I recently returned from a trip to Hawaii, where I visited my family and attended my brother's wedding. My two kids left a week before me with my parents, and that gave me some time to think about whether my estate plan was up to date. No, it was not. My guardian designations were outdated, my trustee designations were no longer going to work for my situation, and the new revisions to the Oregon Inheritance Tax created a big problem for my estate. Honestly, I am embarrassed to say that I thought, "My plane is not going to crash. I don't plan on dying. This can wait." But after the couple of weeks I just had with a friend dying and with two friends winding up in the hospital, I quickly shook off that nonsense. I needed to update my plan. A lot had changed in my life since I last updated it.

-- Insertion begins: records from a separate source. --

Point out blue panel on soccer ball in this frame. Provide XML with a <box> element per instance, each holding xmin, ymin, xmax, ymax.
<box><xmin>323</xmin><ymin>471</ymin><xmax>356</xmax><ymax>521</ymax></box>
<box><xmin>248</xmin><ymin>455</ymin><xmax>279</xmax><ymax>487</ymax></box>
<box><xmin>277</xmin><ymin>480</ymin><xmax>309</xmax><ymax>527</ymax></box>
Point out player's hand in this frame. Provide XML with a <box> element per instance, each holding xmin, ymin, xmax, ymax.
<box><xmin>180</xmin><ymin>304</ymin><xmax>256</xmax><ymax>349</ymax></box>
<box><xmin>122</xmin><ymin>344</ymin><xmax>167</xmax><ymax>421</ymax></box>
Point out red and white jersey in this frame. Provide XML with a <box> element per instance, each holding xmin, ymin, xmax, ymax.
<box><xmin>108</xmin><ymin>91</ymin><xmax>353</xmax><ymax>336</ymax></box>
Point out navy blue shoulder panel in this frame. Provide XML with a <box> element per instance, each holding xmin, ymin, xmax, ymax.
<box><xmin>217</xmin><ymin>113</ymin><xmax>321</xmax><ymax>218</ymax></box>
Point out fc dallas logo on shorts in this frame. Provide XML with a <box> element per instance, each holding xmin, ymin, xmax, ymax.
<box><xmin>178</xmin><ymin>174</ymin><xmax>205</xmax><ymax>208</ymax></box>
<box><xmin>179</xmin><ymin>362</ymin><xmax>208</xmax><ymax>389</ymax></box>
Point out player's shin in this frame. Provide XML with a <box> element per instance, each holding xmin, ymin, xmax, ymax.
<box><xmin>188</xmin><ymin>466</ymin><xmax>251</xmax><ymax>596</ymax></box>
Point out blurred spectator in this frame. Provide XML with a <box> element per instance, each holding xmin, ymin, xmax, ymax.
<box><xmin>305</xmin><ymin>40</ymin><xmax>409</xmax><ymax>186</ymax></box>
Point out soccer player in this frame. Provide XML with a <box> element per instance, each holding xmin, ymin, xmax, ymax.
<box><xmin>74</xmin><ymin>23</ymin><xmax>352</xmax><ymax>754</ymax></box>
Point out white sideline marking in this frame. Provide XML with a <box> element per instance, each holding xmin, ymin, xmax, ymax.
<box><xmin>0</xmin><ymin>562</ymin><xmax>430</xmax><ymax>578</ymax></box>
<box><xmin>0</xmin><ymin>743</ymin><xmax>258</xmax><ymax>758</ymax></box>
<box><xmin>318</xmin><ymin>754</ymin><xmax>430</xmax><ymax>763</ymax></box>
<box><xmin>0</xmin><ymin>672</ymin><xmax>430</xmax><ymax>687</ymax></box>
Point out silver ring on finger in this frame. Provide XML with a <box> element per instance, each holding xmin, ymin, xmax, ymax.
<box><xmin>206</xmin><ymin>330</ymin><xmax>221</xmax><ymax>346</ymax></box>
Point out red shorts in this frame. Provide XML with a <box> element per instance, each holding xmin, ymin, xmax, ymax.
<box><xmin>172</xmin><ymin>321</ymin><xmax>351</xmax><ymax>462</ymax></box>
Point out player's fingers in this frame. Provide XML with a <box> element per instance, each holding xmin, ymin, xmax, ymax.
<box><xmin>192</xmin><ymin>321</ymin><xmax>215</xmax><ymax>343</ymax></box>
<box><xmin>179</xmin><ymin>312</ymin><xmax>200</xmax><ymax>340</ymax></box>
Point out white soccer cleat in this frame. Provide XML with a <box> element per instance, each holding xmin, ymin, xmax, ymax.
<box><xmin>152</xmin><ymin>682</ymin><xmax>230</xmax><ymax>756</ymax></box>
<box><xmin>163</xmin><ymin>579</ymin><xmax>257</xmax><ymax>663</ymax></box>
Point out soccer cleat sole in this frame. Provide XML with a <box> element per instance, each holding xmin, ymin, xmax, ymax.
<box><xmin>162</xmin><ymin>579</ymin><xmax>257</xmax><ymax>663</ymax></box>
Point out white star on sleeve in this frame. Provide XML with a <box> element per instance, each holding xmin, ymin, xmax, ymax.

I decided to show you what things look like now. Here is a list of everything in my binder and what you need to include in your plan:
- KidsCare Plan: Long-term guardian designations; short-term guardian designations; instructions to caregivers about emergency plan; instructions to guardian about long-term care of kids; wallet ID cards (TO RECEIVE YOUR FREE KIDS CARE PLAN, CLICK HERE);
- Overview: The "Cliff's Notes" of the trust;
- Trust Agreement: Outlines terms of trust during lifetime and how assets are to be distributed after death; names Trustees;
- Pour-Over Will: Names Personal Representative and "catches" and assets that may have been left out of the trust;
- Nominations: A quick reference to see who is involved in the plan;
- Personal Information: Your most recent personal and financial information sheet;
- Funding Instructions: Shows you how to title assets and is handy to refer to when you acquire assets in the future;
- Power of Attorney: Names an agent to act for you financially if you are incapacitated;
- Privacy Affidavit: The short and sweet version of what banks and other institutions need to know about your trust;
- Trust Assets: Includes your asset spreadsheet, confirmation of asset transfers, and any information about your assets that your trustee will need to know;
- HIPAA Release: Allows your trustees and representatives to gain access to your medical records without a court order, saving your family money if you are incapacitated;
- Advance Directive: Names a Healthcare Representative to make healthcare decisions for you and outlines your healthcare wishes;
- Memorial Instructions: Everything your family needs to know to prepare an obituary, notify friends and groups of your passing, and plan a memorial service;
- Property Agreements: Any agreements you have with people you co-own property with;
- Personal Property Memorandum: Gives away specific items to specific people;
- Other Documents: This can include a Letter of Instruction to your trustee and letters you or your lawyer writes to your fiduciaries;
- Trust ID Card: This is handy to carry in your wallet to remind you how your trust should be titled;
- CD of Documents: For ease in sending any documents to fiduciaries, banks or other institutions, or doctors;
- Family Treasures Conversation: A recorded message to your family so that you can say all the things you want to make sure you've said.
Of course, you may need more than this if your estate will be subject to estate taxes, or if you need to incorporate asset protection or business succession into your plan. The most important part of your plan is professional counsel. An estate planning attorney will be able to guide you in the direction that is right for your family.